2.4.1 Phänomen 1: Die therapeutische Dimension der Meditation
Die Art und Weise, wie wir in der Meditation mit unseren Gefühlen, Erfahrungen und Problemen umgehen, bewirkt eine Veränderung, der man durchaus einen therapeutischen Effekt zuschreiben kann.
Ich würde sie sogar als eine höhere Form der Psychotherapie und Heilung bezeichnen.
Jemand, der gelernt hat, alles, was in seiner Psyche hochkommt, auszuhalten und anzunehmen, um es letztendlich loszulassen, kann eine tiefgreifende Heilung erleben.
Hinzu kommt die Ressource von Gottes Gnade und Liebe, die alles zu heilen vermag.
2.4.2 Unterschiedliche Vorgehensweisen im Umgang mit negativen Gefühlen
Im Folgenden betrachten wir verschiedene Ansätze, wie wir mit negativen Gefühlen und belastenden Erfahrungen umgehen können.
Das konditionierte Vorgehen
Betrachten wir vereinfacht, wie wir gewöhnlich mit negativen Gefühlen und unangenehmen Empfindungen umgehen:
Wir sind so konditioniert, dass wir versuchen, uns so schnell wie möglich von ihnen zu befreien.

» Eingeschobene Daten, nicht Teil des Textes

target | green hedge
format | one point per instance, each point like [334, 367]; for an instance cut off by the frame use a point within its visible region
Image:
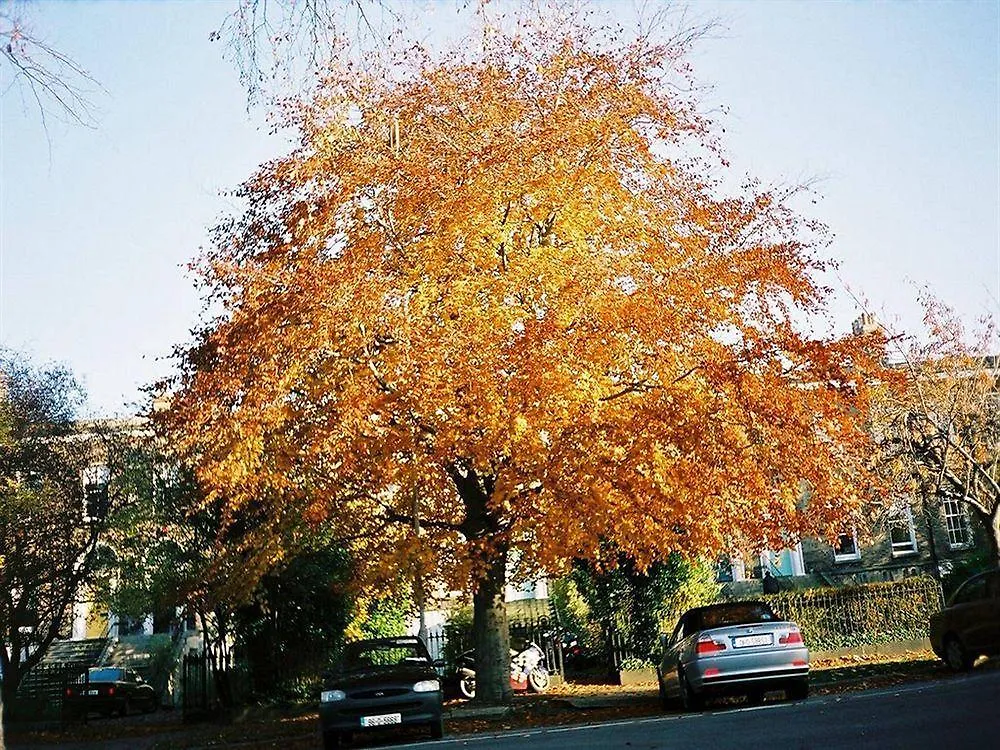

Wenn wir Verspannungen spüren, massieren oder bewegen wir die betroffenen Muskeln, um sie zu lösen. Ähnlich reagieren wir auf unangenehme Gefühle – häufig versuchen wir, sie durch Reden oder Nachdenken zu verbessern.
Eine andere Strategie ist Ablenkung: Wir beschäftigen uns mit etwas anderem in der Hoffnung, dass die negativen Gefühle nicht wiederkommen.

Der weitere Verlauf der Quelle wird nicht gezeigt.